In 3 of 11 patients for whom primary and metastatic tissue was available, there were amplifications in metastases that were not present in the primary tumors, including at the ERBB2, AKT1, CDK4, CCND1 and E2F3 loci. Accompanying total RNA sequencing was available in 2 patients and showed corresponding increased expression levels in several of these genes. This discordance between paired primary and metastatic tissue may have clinical relevance in the era of genomic medicine since the genetic information gleaned from analysing primary tumors may not represent the relevant drivers in metastatic disease. For example, if genomic information from the primary tumour was used to inform therapeutic decision-making for patients 63 and 160 (Figures 3 and 4), the AKT1 and ERBB2 amplifications would not have been evident and these patients would not have been considered for HER2 or AKT-mTOR pathway directed therapies. Studies in colon and lung cancer have found similar instances of discordant SCNAs in cancer-related genes when comparing paired primary and metastatic tissue from the same patients [32,33]. On the other hand, these studies reported high rates of concordance (>90%) when examining clinically actionable somatic point mutations (including mutations in EGFR and KRAS). The discordance in potentially actionable alterations noted in the data presented here suggest that rates of discordance may differ on a gene-by-gene basis and that discordance in SCNAs may be more common than in somatic point mutations.
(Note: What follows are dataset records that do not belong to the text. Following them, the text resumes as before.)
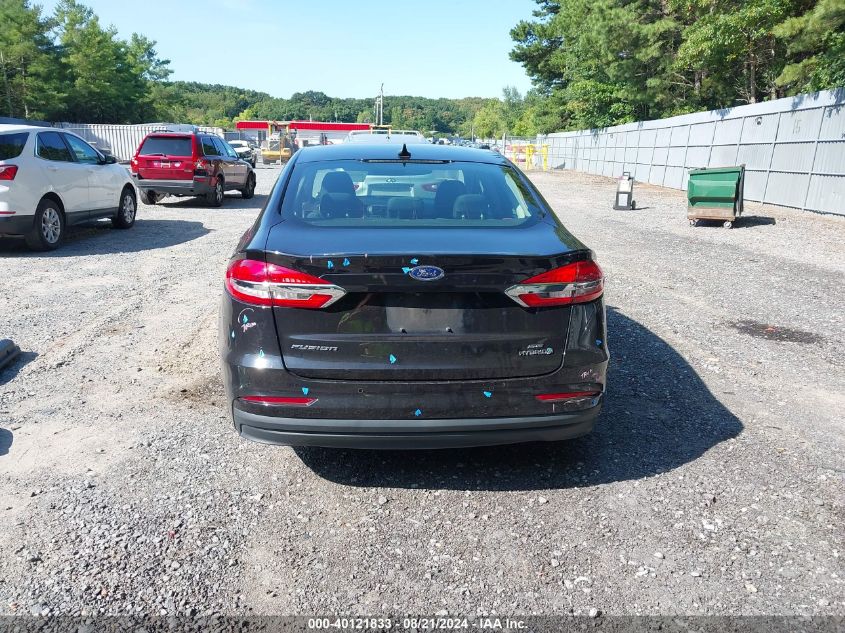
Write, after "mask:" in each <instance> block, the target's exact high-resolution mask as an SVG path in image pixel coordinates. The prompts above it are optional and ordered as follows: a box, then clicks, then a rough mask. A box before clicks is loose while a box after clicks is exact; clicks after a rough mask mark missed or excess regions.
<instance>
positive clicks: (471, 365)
mask: <svg viewBox="0 0 845 633" xmlns="http://www.w3.org/2000/svg"><path fill="white" fill-rule="evenodd" d="M281 177H282V178H285V186H284V187H276V188H275V189H274V190H273V193H272V194H271V197H270V200H269V201H268V203H267V205H266V206H265V207H264V210H263V211H262V212H261V214H260V216H259V218H258V219H257V221H256V223H255V224H254V225H253V227H252V228H250V230H249V231H247V233H246V234H245V235H244V236H243V237H242V239H241V241H240V243H239V244H238V246H237V247H236V249H235V253H234V255H233V256H232V258H231V259H230V261H229V263H228V267H227V271H226V275H225V282H224V286H225V291H224V297H223V305H222V311H221V320H220V339H219V340H220V352H221V357H222V362H223V374H224V383H225V387H226V394H227V409H228V411H229V412H230V413H231V414H232V416H233V420H234V425H235V428H236V429H237V431H238V432H239V433H240V434H241V435H243V436H244V437H247V438H250V439H253V440H257V441H261V442H268V443H273V444H285V445H314V446H327V447H364V448H435V447H456V446H475V445H492V444H506V443H513V442H527V441H534V440H547V441H551V440H561V439H566V438H571V437H576V436H579V435H583V434H585V433H588V432H589V431H590V430H591V429H592V427H593V424H594V421H595V419H596V416H597V415H598V414H599V411H600V409H601V405H602V399H603V394H604V390H605V375H606V368H607V363H608V348H607V336H606V326H605V307H604V299H603V275H602V271H601V269H600V268H599V266H598V265H597V264H596V262H595V258H594V255H593V252H592V251H591V250H590V249H589V248H587V247H586V246H585V245H584V244H583V243H581V242H580V241H579V240H578V239H577V238H575V237H574V236H573V235H572V234H570V233H569V232H568V231H567V230H566V228H564V226H563V225H562V224H561V222H560V221H559V220H558V219H557V217H556V216H555V214H554V213H553V212H552V210H551V209H550V208H549V206H548V204H547V203H546V202H545V201H544V200H543V198H542V196H541V195H540V194H539V193H538V192H537V190H536V189H535V188H534V186H533V185H532V184H531V182H530V181H529V180H528V179H526V178H525V176H524V175H523V174H522V173H521V172H520V171H519V170H518V169H517V168H516V167H515V166H514V165H513V164H512V163H511V162H510V161H508V160H507V159H505V158H503V157H502V156H498V155H496V154H493V153H492V152H489V151H481V150H472V149H466V148H453V147H442V146H437V145H430V144H421V145H414V146H406V147H405V148H403V149H402V150H400V151H398V152H397V147H396V146H395V145H388V144H381V145H370V146H365V145H358V144H342V145H334V146H328V147H315V148H306V149H304V150H302V151H301V152H299V153H297V154H295V155H294V157H293V158H292V159H291V164H290V165H289V166H288V168H287V170H286V172H285V173H284V174H283V175H282V176H281ZM368 180H370V181H373V182H384V183H386V184H391V185H396V186H397V187H396V188H395V189H393V190H391V189H389V188H379V189H377V190H374V189H373V187H369V188H368V190H367V192H366V194H364V193H363V188H362V187H360V186H359V187H357V188H356V183H361V182H366V181H368ZM421 182H423V183H427V184H435V185H436V186H433V187H428V188H426V187H422V188H421V190H422V191H424V192H426V194H425V195H422V194H421V195H420V196H416V195H408V194H407V192H409V191H417V184H418V183H421ZM399 185H401V186H402V187H403V191H401V192H400V191H399V187H398V186H399Z"/></svg>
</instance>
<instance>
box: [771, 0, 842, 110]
mask: <svg viewBox="0 0 845 633" xmlns="http://www.w3.org/2000/svg"><path fill="white" fill-rule="evenodd" d="M774 34H775V37H776V38H778V40H779V41H781V42H783V43H785V44H786V51H787V56H788V63H787V64H786V65H785V66H784V68H783V70H782V71H781V73H780V75H778V77H777V79H776V80H775V81H776V82H777V84H778V86H780V87H782V88H785V89H786V90H787V92H788V93H789V94H796V93H798V92H806V91H816V90H822V89H824V88H830V87H833V86H845V0H819V2H818V3H817V4H816V6H815V7H813V8H811V9H810V10H808V11H807V12H806V13H804V14H802V15H800V16H795V17H790V18H787V19H786V20H784V21H783V22H782V23H781V24H779V25H778V26H776V27H775V29H774Z"/></svg>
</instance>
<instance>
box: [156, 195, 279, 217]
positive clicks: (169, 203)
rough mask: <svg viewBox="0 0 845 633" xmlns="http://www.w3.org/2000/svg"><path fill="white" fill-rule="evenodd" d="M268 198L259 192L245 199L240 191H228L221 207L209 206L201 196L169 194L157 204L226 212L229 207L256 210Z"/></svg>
mask: <svg viewBox="0 0 845 633" xmlns="http://www.w3.org/2000/svg"><path fill="white" fill-rule="evenodd" d="M266 199H267V195H266V194H259V193H257V194H255V195H254V196H253V197H252V198H249V199H248V200H245V199H244V198H243V197H241V195H240V194H239V193H230V192H227V193H226V196H225V197H224V198H223V206H221V207H209V206H208V205H207V204H206V203H205V201H204V200H200V199H199V198H190V197H186V198H177V197H175V196H169V197H167V198H164V199H163V200H159V201H158V202H157V203H156V206H160V207H167V208H171V209H208V210H209V211H214V212H220V213H225V212H226V210H228V209H232V210H233V209H250V210H252V211H255V210H256V209H260V208H262V207H263V206H264V202H265V200H266Z"/></svg>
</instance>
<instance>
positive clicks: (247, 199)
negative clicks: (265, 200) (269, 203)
mask: <svg viewBox="0 0 845 633" xmlns="http://www.w3.org/2000/svg"><path fill="white" fill-rule="evenodd" d="M254 195H255V174H249V175H248V176H247V177H246V186H244V188H243V189H241V196H243V199H244V200H249V199H250V198H252V196H254Z"/></svg>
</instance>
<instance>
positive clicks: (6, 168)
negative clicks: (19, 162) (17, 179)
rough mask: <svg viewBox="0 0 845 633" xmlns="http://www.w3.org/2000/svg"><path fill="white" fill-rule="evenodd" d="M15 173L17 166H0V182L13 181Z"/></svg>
mask: <svg viewBox="0 0 845 633" xmlns="http://www.w3.org/2000/svg"><path fill="white" fill-rule="evenodd" d="M17 173H18V166H17V165H0V180H14V179H15V175H17Z"/></svg>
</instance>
One important limitation of the data is the relatively small number of samples analysed which limited the power of the study.

Conclusions

These data can be used to provide an overview of the SCNA landscape in metastatic UC. The intrapatient genomic discrepancies found between primary and metastatic tumours highlights the potential limitations in using archival primary tumour tissue to guide targeted therapy for metastatic disease. Increased frequency of E2F3 amplification in metastases points to the relevance of the RB pathway in UC with potential therapeutic implications given the ongoing development of multiple CDK inhibitors.